The coming months look grim
Votes are still being counted in the presidential race, but no matter who wins, President Trump will lead the country’s response to the virus during the next few months — which look likely to be the bleakest and potentially deadliest period of the pandemic.
Infections are escalating toward a record-breaking 100,000 cases a day, hospitals are strained and deaths are rising. At least 22 states have added more cases over the last week than in any other weeklong stretch of the pandemic, and the country recorded 1,130 deaths on Tuesday, one of the highest daily totals since the surge this summer ended.
In Europe, which is being hit by a similarly ferocious fall wave, many countries have announced fresh restrictions in the last several days to slow the spread of the virus. But there is deep skepticism that the American president will follow suit in the coming weeks.
Even if Mr. Trump is not re-elected, he will keep his job until Jan. 20 and he has been sticking to his message that the country is “rounding the corner” on the virus. He has largely shut down the White House Coronavirus Task Force and has stopped listening to his health officials.
One person Mr. Trump does listen to is Dr. Scott Atlas, a radiologist who now serves as his coronavirus adviser. Dr. Atlas has questioned the effectiveness of mask wearing and has suggested that the government should let the pandemic run its course — a position that has been adopted by some Republican governors — and one that health experts and epidemiologists say would lead to hundreds of thousands of unnecessary deaths.
When the election is decided: If Mr. Trump prevails, Americans can expect him to double down on prioritizing the economy over public health, demanding that schools reopen, and dismissing mask wearing and restrictions on large gatherings in favor of promises of therapeutics and vaccines.
If Joe Biden is elected, he would prepare to put his plan in place for ramping up testing, ensuring a steady supply of protective equipment, distributing a vaccine when available, securing money from Congress for schools and hospitals, and possibly putting in place a national mask mandate.
Student journalists find Covid scoops
As local news hollows out, college journalists are sometimes the only reporters left in town. Now, as American colleges have become a major source of coronavirus outbreaks, with at least 214,000 cases linked to campuses, they are on the front lines of a vital national story.
Often, they have to report on their own campus communities, breaking news about poorly organized administrative responses and irresponsible revelers.
“It’s up to us to report on it,” said Eli Hoff, 19, the managing editor of The Maneater, a student newspaper at the University of Missouri.
Before the semester even started, Hoff and his colleagues broke news about outbreaks in fraternities, which drew prank calls and harassment by Greek members.
“It’s weird being a student reporting on other students,” he said. “Not only am I a student reporting on them, but their actions have such a personal impact on me.”
After a public records request, student journalists at the University of North Carolina at Chapel Hill, exposed internal faculty dissent over reopening plans and advance warning from epidemiologists long before school closed for in-person learning early in the semester.
“You could see a direct line from the decisions they made in May,” said Elizabeth Moore, 20, a senior editor at The Daily Tar Heel, the student paper. “That ended up causing some harm. A lot of people got sick, and people got displaced from dorms.”
And, as local journalists, they’re also telling the story of their community as people try to adjust to life during the virus.
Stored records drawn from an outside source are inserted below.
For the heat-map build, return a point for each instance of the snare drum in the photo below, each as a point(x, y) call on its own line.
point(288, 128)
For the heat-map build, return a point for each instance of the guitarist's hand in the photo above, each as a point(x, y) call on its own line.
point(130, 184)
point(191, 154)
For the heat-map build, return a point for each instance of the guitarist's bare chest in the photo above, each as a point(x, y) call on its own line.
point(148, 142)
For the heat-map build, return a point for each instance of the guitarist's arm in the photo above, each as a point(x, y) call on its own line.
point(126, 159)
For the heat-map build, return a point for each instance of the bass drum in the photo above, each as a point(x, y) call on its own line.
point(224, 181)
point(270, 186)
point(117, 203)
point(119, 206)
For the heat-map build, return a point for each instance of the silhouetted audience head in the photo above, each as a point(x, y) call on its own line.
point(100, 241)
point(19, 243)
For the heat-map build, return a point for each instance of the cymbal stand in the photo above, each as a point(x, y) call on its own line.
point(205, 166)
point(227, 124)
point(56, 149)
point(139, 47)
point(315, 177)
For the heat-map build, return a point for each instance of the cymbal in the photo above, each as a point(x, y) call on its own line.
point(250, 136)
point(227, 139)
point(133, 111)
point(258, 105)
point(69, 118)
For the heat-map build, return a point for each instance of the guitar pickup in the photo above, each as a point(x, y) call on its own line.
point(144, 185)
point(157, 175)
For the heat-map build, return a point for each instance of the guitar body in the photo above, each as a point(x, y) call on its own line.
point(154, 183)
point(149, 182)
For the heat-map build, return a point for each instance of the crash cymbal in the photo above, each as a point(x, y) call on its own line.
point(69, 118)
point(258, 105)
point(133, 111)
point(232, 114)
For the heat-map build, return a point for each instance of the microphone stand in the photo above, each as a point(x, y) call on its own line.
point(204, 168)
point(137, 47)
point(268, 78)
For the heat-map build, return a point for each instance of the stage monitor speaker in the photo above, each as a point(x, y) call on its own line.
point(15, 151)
“You’re not parachuting in,” Oyin Adedoyin, 21, the editor in chief of The Spokesman, the student newspaper at Morgan State University, Maryland’s largest historically Black university. She partnered with the Poynter Institute to report on health disparities in Baltimore’s Black community. “You literally live it.”
Kenya, where cases are rising, extended a curfew and banned political gatherings.
France, facing a backlash from small businesses closed during a second national lockdown, has ordered big retailers to stop selling books, clothes, toys, flowers and other nonessential items. The order set off chaos and confusion.
A surge in daily infections is forcing a reckoning in the Netherlands, which has long prided itself on efficient government — some say to the point of smugness.
El Paso counted 3,100 cases, a record high, and its hospitals are reaching a breaking point, the El Paso Times reports.
What else we’re following
What you’re doing
This pandemic has made it close to impossible to communicate with our 93-year-old deaf and blind aunt, who is in a nursing home. We used to hug and touch her to get her attention but now that is not an option. So we use her favorite foods and treats to make her aware that we still love her and care enough to visit. The staff passes her blueberries, milk chocolate, potato chips, and cold water from home in a special container she is used to. Then she knows we are somewhere near by. Sometimes her sock-covered toes stick out under the Plexiglas shield so we can tickle her and get her laughing! It is so good to see her smile and chuckle.
— Patricia Alt, Madison Township, Pa.